The co-op thing could work well, if people listen to what this guy has to say at the Wall Street Journal. Turns out John Mackey, CEO of Whole Foods, has been offering what I think is an innovative and efficient health care plan (involving a co-opy tool, the health care savings plan) for all employees working 30 hours or more a week.
From the FOXNews article documenting the reaction to Mackey’s op-ed,
Whole Foods pays 100 percent of the premiums, but not the deductibles, for all employees who work 30 hours or more per week, or about 89 percent of its workers, and gives each employee $1,800 per year in “health-care dollars” that can be used for health and wellness expenses, according to the article.
Among the recommendations he made: equalizing tax laws for health insurance benefits; repealing all state laws which prevent insurance companies from competing across state lines; repealing government mandates regarding who they must cover; and enacting tort reform and Medicare reform.

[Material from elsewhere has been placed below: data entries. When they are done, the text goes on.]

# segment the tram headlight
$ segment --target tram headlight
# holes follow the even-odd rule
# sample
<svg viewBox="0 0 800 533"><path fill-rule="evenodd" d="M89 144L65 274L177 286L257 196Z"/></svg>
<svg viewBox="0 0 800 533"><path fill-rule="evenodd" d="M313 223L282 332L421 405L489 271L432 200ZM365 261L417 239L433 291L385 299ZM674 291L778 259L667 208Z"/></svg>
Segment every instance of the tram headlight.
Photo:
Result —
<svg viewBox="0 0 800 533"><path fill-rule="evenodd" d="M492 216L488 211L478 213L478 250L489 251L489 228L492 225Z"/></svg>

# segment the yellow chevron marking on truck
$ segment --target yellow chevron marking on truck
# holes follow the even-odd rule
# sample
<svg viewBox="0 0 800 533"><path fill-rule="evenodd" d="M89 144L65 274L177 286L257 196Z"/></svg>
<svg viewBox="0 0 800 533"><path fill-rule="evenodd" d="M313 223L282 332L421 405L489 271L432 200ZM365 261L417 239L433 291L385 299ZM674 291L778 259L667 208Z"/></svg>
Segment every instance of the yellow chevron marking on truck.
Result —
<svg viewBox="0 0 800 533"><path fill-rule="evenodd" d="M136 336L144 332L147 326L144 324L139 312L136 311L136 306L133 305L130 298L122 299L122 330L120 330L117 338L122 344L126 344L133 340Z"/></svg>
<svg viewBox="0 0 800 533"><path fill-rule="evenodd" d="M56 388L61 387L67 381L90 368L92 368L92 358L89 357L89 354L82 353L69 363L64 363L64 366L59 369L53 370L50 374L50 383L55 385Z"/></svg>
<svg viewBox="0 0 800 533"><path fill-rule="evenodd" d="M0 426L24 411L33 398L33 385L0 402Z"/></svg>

Mackey argued that health care is not a right, noting that neither the Declaration of Independence nor the Constitution guarantees it.
Oh, I can only imagine the froth of foamy rage on the lips of so many Whole Foods shoppers as they read a seller of organic earth-friendly foods saying that health care is not a political right! Although Christians like myself and Alton Brown shop there, he and I are just ignorant Southerners. And although Whole Foods is a Southern company, Californians talk about the place like they own it. I just love this! (Although I will grant that Austin, where Whole Foods began, and which is a very cool town, is like a pocket of California in Texas.)
So we’ve got a word (“co-op”) that granola types love, but that in the health care field is used almost exclusively by Christians; and we’ve got a retail operation that is the pride of granola types, but all along has been operating in a way that pisses them off. Oh, how I love the irony.
Supporting co-ops as they start up is a great idea…but it will only be different from what we have now if we can have open competition between all providers of some sort of “medical insurance”. The real problem here is that we have a system that drives prices ever upward, and therefore forces people either to participate in the system or go begging to the government. Until that is somehow dealt with, the oppression of the poor won’t stop. Health care co-ops were part of the solution. Can they be such if they simply become part of a maze of government bureaucracy?